PREFERENTIAL ACCELERATION AND PERPENDICULAR HEATING OF MINOR IONS IN A COLLISIONLESS CORONAL HOLE

We incorporate the cyclotron-resonant Fermi heating mechanism of Isenberg & Vasquez into an inhomogeneous, collisionless coronal hole model to investigate this kinetic process in the presence of the other known forces on the coronal hole minor ions. The model includes the effects of gravity, charge-separation electric field, and mirroring in the decreasing magnetic field of a super-radially expanding flux tube. The Fermi process, due to the existence of multiple cyclotron resonances for minor ions, acts preferentially since it is not available to thermal protons in the low-beta coronal hole. The minor ions are treated as test particles, and we consider the specific case of O5+, which is the principal minor ion observed by the UVCS/Solar and Heliospheric Observatory instrument.

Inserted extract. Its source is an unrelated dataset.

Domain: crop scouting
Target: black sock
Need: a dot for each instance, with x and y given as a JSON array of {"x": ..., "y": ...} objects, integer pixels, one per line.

We estimate an upper limit to the nonlinearly generated resonant wave power by extrapolating from the observed low-frequency fluctuations, and find that only a small fraction of this power is required to provide the observed minor ion energization. The perpendicular heating provided by this Fermi mechanism accelerates the entire minor ion distribution to high speed with respect to the bulk protons, consistent with the differentially streaming minor ion core distributions which are a distinctive property of the in situ fast solar wind. We conclude that this cyclotron-resonant Fermi process is easily capable of providing the observed preferential acceleration and heating of minor ions in the fast solar wind.